9 марта 1943
Я знаю, что довольно давно не вела записей в своем дневнике. Но за это время столько всего произошло, что я не знаю, с чего начать.
На прошлой неделе родился мой ребенок, и я назвала его Эдвард Артур, в честь его отца. Я не знала, что делать и что со мной происходит, когда меня волной накрыла боль. Я никогда ничего подобного не ощущала и теперь понимаю, что имела в виду мама. Мне было так холодно, так одиноко, к тому же пошел снег.
Я поднялась по тайной лестнице в потайную комнату возле колокольни. Это было единственное место, куда я могла пойти и где было безопасно. Где я могла кричать, зная, что никто меня не услышит. Я понятия не имею, зачем построили эту комнату. Единственное, что я точно знаю, что тот, кто построил дом и спроектировал такую тайную комнату в плане здания, имел для этого серьезную причину.

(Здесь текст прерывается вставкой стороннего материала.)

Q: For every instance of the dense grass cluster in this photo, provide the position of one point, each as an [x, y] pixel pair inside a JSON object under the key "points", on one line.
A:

Эта комната была моим идеальным убежищем. За исключением тех моментов, когда звонил колокол – тогда и комната, и вся лестница содрогались от его ударов. Некоторое время после рождения Эдварда Артура я прятала его там, завернув в полотенца и одеяла, и никто ничего не заподозрил.
Так продолжалось до тех пор, пока отец не вернулся из Лондона и не увидел, как я пробираюсь к потайной лестнице. До того момента я думала, что мне сойдет с рук мой обман. Я спала с ребенком каждую ночь под колокольней, потом рано утром спускалась вниз и ждала, когда отец и мать займутся Роуз. Тогда я находила какой-то повод – будто мне нужно было прогуляться или подышать свежим воздухом. Но однажды шел дождь, и я знала, что оставила Эдварда Артура одного слишком надолго и он уже наверняка мокрый и голодный. После родов я ужасно страдала, каждая клеточка тела болела. И как только я добралась до тайного хода и взялась за ручку двери, я вдруг почувствовала, как у меня подкосились ноги. В следующее мгновение отец подхватил меня. Он помог мне подняться в комнату и уложил на кровать, где лихорадка продержала меня несколько дней. Должно быть, я проспала все эти дни.
Когда я очнулась, Эдвард Артур был рядом со мной. Он лежал в старой, но недавно окрашенной кроватке, беленькой, в хорошеньких желтеньких утятах. На моей кровати были одеяла, и я подумала, что отец, должно быть, купил их специально для меня, потому что я не помнила, чтобы у нас дома были такие. Не узнавала я и узора на шторах, и огромного тряпичного ковра из коричневых и кремовых квадратов.
Мой отец позаботился обо мне тогда, когда я меньше всего этого ожидала, когда я думала, что он отречется от меня и никогда больше не посмотрит в мою сторону. Некоторое время после этого я не могла понять, зачем ему вообще это было нужно, зачем он это сделал.